The other author, Payton McNabb, is an athlete who was injured as a teenager in North Carolina when a male athlete on the opposing women’s team spiked a volleyball into her face, partially paralyzing her. Given that males throw about 25% further than females, and have larger hearts, larger lungs, more bone and muscle mass, and less fat, it’s not shocking that a male on the opposing team was able to cause her traumatic brain injury. What is shocking, however, is the fact that the adults in charge ignored the safety of girls like Payton entirely and instead created policies that allowed males in all-girls matches in the first place.

Later in college, when Payton spoke up about a man in the women’s restroom, the administration subjected her to a Title IX civil rights investigation—which she won.

Payton should have been allowed to be a normal teenage girl. But because of the presence of a male on a girls’ sports team, she’s “not the same kid.”

Both of our experiences show just what happens when the law refuses to distinguish between the sexes.

As the text of House Bill 229 notes, “there are legitimate reasons to distinguish between the sexes with respect to athletics, prisons and other correctional facilities, domestic violence shelters, rape crisis centers, locker rooms, restrooms, and other areas where biology, safety, or privacy are implicated.”

Legislators have a moral responsibility to protect women like us in spaces meant for females only. President Trump has already signed an executive order to define male and female, titled “Defending Women from Gender Ideology Extremism and Restoring Biological Truth to the Federal Government.” Governor Abbott sent out a letter supporting this executive order, stating, “The State of Texas recognizes only two sexes—male and female.”

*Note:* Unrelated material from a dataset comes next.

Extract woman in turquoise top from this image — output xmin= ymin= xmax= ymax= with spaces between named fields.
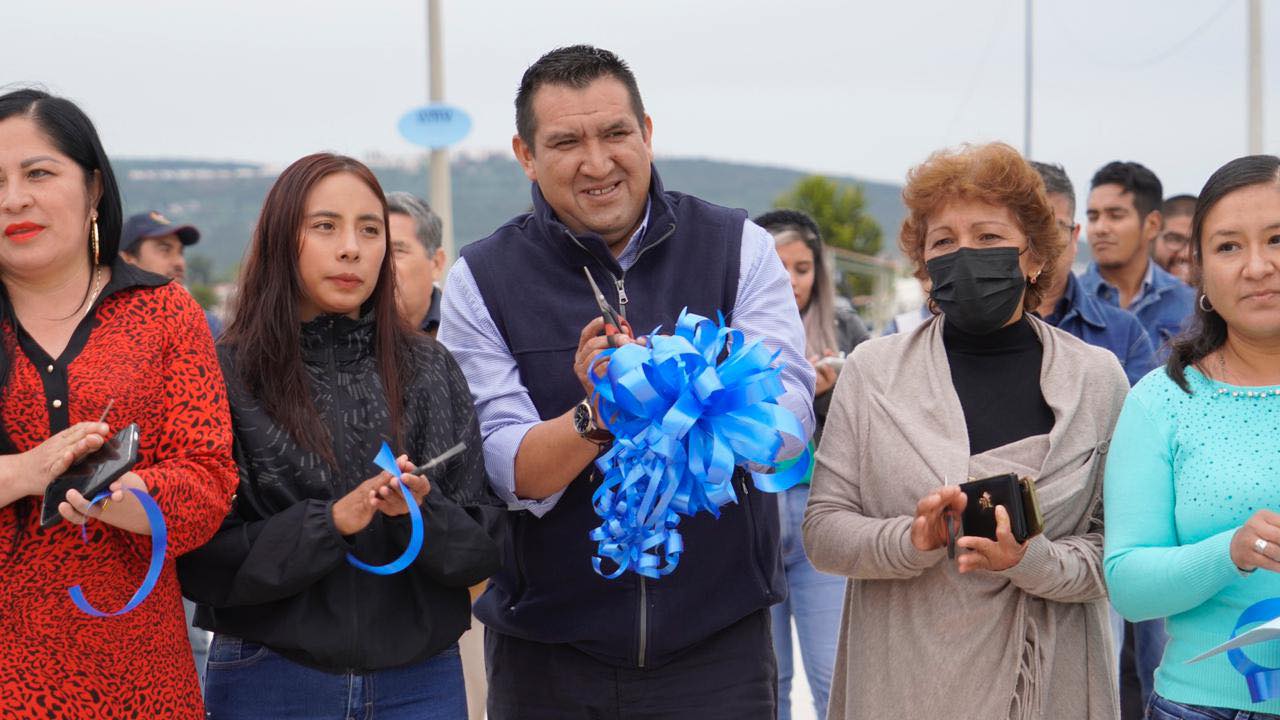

Some might ask, with such strong action taken already by the president and the governor, why the state legislature needs to pass HB 229. Primarily because executive orders are not as permanent as legislation, and because many state-level matters rely on state, not federal, law.Executive orders come and go with presidents, and if a president who does not support women’s spaces is elected in 2028—or if Texas elects a new governor in 2026 who does not enforce President Trump’s executive order—women’s rights will be at risk. While we appreciate individuals in executive positions who have taken action to protect women, we cannot risk our rights as women on the elections of one or two people. President Trump’s executive order and Governor Abbott’s reinforcement of it only buy women time before legislators can enshrine sex definitions permanently and ensure that what happened to us will not happen to any woman in Texas.

Payton McNabb is an Independent Women ambassador and a former high school athlete. Amie Ichikawa is an Independent Women ambassador and founder of Woman || Woman.